# Thread: Norm versus inner product

1. ## Norm versus inner product

Hey,

For any $\bf{v} \in V$ i would like to show the following:

$
\Vert \bf{v} \Vert = \sup \{ | \langle \bf{v},\bf{w} \rangle| \big| \bf{w}\in V, \Vert w\Vert=1\}
$

I have done the following: To show an equality one can show that the case is true for both $\geq$ and $\leq$. For the $\geq$-case I have used the Cauchy-Schwarz inequality:

$|\langle \bf{v},\bf{w} \rangle| \leq \Vert \bf{v} \Vert \Vert \bf{w} \Vert$

Now since $\Vert \bf{w}\Vert=1$ we have that:

$|\langle \bf{v},\bf{w} \rangle| \leq \Vert \bf{v} \Vert$

Taking the $\sup$ on both sides of the inequality yields:

$\sup|\langle \bf{v},\bf{w} \rangle| \leq \sup\Vert \bf{v} \Vert$

If I could somehow get rid of the $\sup$ on the right side I would be home free. I could be tempted to reason that $\sup\Vert\bf{v}\Vert=\Vert \bf{v}\Vert$, but somehow that does not sound correct since $\bf{v}\in \mathcal{H}$.

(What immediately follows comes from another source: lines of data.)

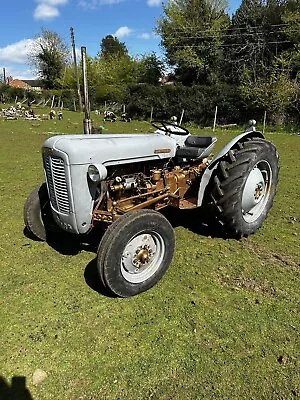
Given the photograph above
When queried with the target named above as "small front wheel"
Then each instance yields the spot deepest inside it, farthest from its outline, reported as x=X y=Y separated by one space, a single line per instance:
x=135 y=252
x=38 y=217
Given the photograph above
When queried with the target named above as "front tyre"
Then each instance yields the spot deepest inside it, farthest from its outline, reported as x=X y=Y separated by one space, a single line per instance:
x=244 y=187
x=135 y=252
x=37 y=213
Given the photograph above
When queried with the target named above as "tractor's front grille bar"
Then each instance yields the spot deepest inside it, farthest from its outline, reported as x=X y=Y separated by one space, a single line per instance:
x=57 y=185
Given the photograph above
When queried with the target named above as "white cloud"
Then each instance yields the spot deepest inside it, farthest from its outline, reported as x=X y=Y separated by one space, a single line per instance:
x=53 y=3
x=123 y=31
x=93 y=4
x=17 y=52
x=48 y=9
x=154 y=3
x=44 y=11
x=144 y=36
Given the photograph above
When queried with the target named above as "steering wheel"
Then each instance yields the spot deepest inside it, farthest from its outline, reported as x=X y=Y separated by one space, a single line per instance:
x=163 y=126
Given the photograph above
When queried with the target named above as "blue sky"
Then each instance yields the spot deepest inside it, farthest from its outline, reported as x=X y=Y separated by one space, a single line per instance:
x=132 y=21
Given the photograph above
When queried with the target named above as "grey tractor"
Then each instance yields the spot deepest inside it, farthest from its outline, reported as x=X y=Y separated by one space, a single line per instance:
x=123 y=181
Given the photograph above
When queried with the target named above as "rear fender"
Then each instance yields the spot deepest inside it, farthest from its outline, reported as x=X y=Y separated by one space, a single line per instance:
x=216 y=160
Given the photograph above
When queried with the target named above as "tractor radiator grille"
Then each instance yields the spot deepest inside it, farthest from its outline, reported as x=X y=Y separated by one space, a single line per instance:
x=56 y=179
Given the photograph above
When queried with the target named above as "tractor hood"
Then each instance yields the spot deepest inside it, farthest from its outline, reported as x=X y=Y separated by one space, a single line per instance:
x=110 y=149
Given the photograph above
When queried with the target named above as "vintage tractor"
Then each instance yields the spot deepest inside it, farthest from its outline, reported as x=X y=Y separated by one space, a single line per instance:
x=122 y=181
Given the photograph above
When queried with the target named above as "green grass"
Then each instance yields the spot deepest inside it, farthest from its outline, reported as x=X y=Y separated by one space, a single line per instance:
x=213 y=328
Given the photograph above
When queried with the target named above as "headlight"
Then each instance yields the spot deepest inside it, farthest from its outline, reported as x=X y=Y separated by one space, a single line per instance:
x=94 y=173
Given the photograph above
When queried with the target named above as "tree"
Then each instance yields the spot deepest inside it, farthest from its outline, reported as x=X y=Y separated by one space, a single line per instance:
x=257 y=35
x=191 y=32
x=50 y=57
x=111 y=46
x=151 y=69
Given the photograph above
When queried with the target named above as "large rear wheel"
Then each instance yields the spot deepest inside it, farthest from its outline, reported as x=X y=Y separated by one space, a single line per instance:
x=244 y=187
x=135 y=252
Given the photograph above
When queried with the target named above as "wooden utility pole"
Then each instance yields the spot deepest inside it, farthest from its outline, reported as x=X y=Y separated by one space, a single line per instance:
x=87 y=122
x=75 y=69
x=215 y=119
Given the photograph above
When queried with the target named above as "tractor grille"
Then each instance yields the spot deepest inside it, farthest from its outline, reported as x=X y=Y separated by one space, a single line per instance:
x=57 y=185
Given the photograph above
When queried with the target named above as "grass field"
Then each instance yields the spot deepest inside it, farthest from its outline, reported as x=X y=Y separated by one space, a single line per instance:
x=222 y=324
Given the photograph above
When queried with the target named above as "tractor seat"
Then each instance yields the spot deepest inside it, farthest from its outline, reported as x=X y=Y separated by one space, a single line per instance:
x=196 y=147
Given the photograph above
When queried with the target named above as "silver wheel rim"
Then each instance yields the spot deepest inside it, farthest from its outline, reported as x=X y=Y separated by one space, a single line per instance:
x=142 y=257
x=256 y=191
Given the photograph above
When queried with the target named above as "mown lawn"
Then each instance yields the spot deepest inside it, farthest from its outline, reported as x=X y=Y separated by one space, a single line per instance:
x=222 y=324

2. "||v||= sup ||v||" is trivial because ||v|| is a single number amd the "sup" of a single number is that number. Also, although you have been talking about vectors in V you say " $\bf{v}\in \mathcal{H}$. Where did $\mathcal{H}$ come from?

I am concerned about the whole thing. Since, in an inner product space, $\bf{||v||}$ is defined as $\sqrt{}$, shouldn't there be square roots throughout that?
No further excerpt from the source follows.